One piece of solace for the family is that Jean is now at home again having spent nine days at the hospital with little contact with her family due to the risk of contagion.

Simon said: "I had the experience of attending Warwick Hospital to drop off a mobile phone for our mum so we could keep in contact with her.

"I was not able to enter the ward but was held at the entrance.

"I had the strange experience of exchanging my mum's bag for my dad's last possessions held in a sealed plastic bag and I was unable to check the contents for three days.

"Trying to call through to the ward was also a struggle because there are so many people suffering in need of help the staff don’t have time to staff the phone.

"So it rings out until eventually, you get through."

"But from this sadness came a glimmer of hope with Jean fighting through the virus to eventually come back home.

"It was a bittersweet moment for her but a lasting legacy for others.

"She's strong, she's awesome and she's a shining example of how powerful women can be and how people can overcome incredible odds against them."

Simon tried tirelessly and eventually managed to secure a 30-minute slot at Oakley Wood crematorium for just four family members to attend a funeral for Harold this week.

"A 30-minute slot for 90 years of life, such are the times we are living in," said Simon.

"The knock-on effects of death by this virus are formidable on family members.

"Funerals must be completed within two weeks.

"There's a backlog of bodies so it takes days to recover your loved ones and that’s a struggle to get through on the phone to undertakers because they are all so busy with the dead.

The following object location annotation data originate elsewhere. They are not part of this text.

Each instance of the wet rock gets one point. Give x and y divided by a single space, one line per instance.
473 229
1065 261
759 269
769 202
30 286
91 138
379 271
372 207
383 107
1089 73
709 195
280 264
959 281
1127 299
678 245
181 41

"It’s like the doors opening at a shop for the Boxing Day sales at 6am when everyone crushes the entrance yet no one can get through. But swap that analogy as phone calls held in a queue for tens of minutes until you get fed up and try again later only to face the same thing because someone else has died in the time you’ve taken to make the same call again. It’s relentless."

"It’s a set of circumstances that my mum talked about that was similar to their experiences in the Second World War, except they knew when and where the enemy was coming and they knew what to expect.

"The trouble is, so my mum says, is you can’t see this disease and you just never know who or when it will get somebody.

"It’s insidious and it plays on her mind now.

"We are grateful to have mum home and we now look forward to supporting her in this different life ahead of her.

"So, as Captain Tom Moore says, 'tomorrow will be better'."

Simon experienced much trauma and life-changing incidents during his time serving as a Warwickshire policeman but he says his experience of the pandemic is different.

As a message to readers of this article, he said: "Stay at home, stay safe and protect the NHS because they need it more than ever right now.

"I hope readers will maintain their commitment to the Government's directions until one day we finally beat this pandemic.

"But, sadly, there will be many more loved ones that will be lost on this journey."